Be the change you want to see on the roads

Updated: Oct 18, 2019, 08:01 IST | The Editorial | Mumbai

Let us shake off this 'distinction' with determination. We need a campaign where each and every stakeholder, the pedestrian, driver, commuter play their part. We must be the change we wish to see in the traffic scenario in the city

Graham Stoker of Federation Internationale de l'Automobile (FIA) and his wife in a 1903 Humber belonging to A Jasdanwalla at the BKC show to celebrate WIAA's 100 years
Graham Stoker of Federation Internationale de l'Automobile (FIA) and his wife in a 1903 Humber belonging to A Jasdanwalla at the BKC show to celebrate WIAA's 100 years

The Western India Automobile Association (WIAA) marked 100 years by holding a celebratory meeting at the Taj Mahal hotel in Colaba very recently. Though it was nostalgia time for the automobile club, the issues touched upon were contemporary.
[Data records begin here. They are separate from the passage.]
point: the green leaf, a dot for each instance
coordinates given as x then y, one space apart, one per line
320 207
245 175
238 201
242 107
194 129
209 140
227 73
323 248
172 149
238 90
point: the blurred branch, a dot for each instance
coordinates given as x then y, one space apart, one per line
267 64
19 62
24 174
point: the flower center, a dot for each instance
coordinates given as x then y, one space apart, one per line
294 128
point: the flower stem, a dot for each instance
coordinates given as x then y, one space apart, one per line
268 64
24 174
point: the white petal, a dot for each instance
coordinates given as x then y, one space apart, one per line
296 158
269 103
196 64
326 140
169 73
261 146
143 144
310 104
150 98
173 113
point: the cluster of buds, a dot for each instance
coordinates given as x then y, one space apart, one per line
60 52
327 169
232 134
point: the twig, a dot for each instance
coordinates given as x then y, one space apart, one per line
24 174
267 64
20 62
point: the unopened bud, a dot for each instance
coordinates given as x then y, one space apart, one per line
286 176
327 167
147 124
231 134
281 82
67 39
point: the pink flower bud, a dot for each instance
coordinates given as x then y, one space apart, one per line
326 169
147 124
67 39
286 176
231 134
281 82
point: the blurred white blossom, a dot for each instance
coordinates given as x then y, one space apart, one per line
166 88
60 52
Chief guest and transport commissioner for the state, S Channe voiced his disappointment about the high number of road fatalities in 2018 (over 13,000 people) and the president of the club V Goenka said sarcastically that India had the 'distinction' of being highest in road fatalities.

Let us shake off this 'distinction' with determination. We need a campaign where each and every stakeholder, the pedestrian, driver, commuter play their part. We must be the change we wish to see in the traffic scenario in the city.

The fines for violations have been upped in a bid to curb road deaths. What do we do about our own awareness? One understands that the pedestrian is being squeezed out of the little space left to walk in the city. Yet, let us try to be more responsible while crossing roads.

There is a big onus on two-wheeler drivers who ride on the wrong side of the road, break signals at will and park on footpaths, sometimes even ride on them. Find your conscience. Where is your discipline two-wheelers? Just because you have a vehicle that can vend itself in small spaces, does not mean you have carte blanche on the roads.

The driver, besides the obvious responsibility he has, must adhere to the rules not for others but himself too. The finger is pointing at us. We need to bear a greater part of the burden of bringing down these figures, and we must as people, who use the roads every day, feel invested in this effort. That will play a vital part in seeing a much-needed and looked-forward to decline on the graph.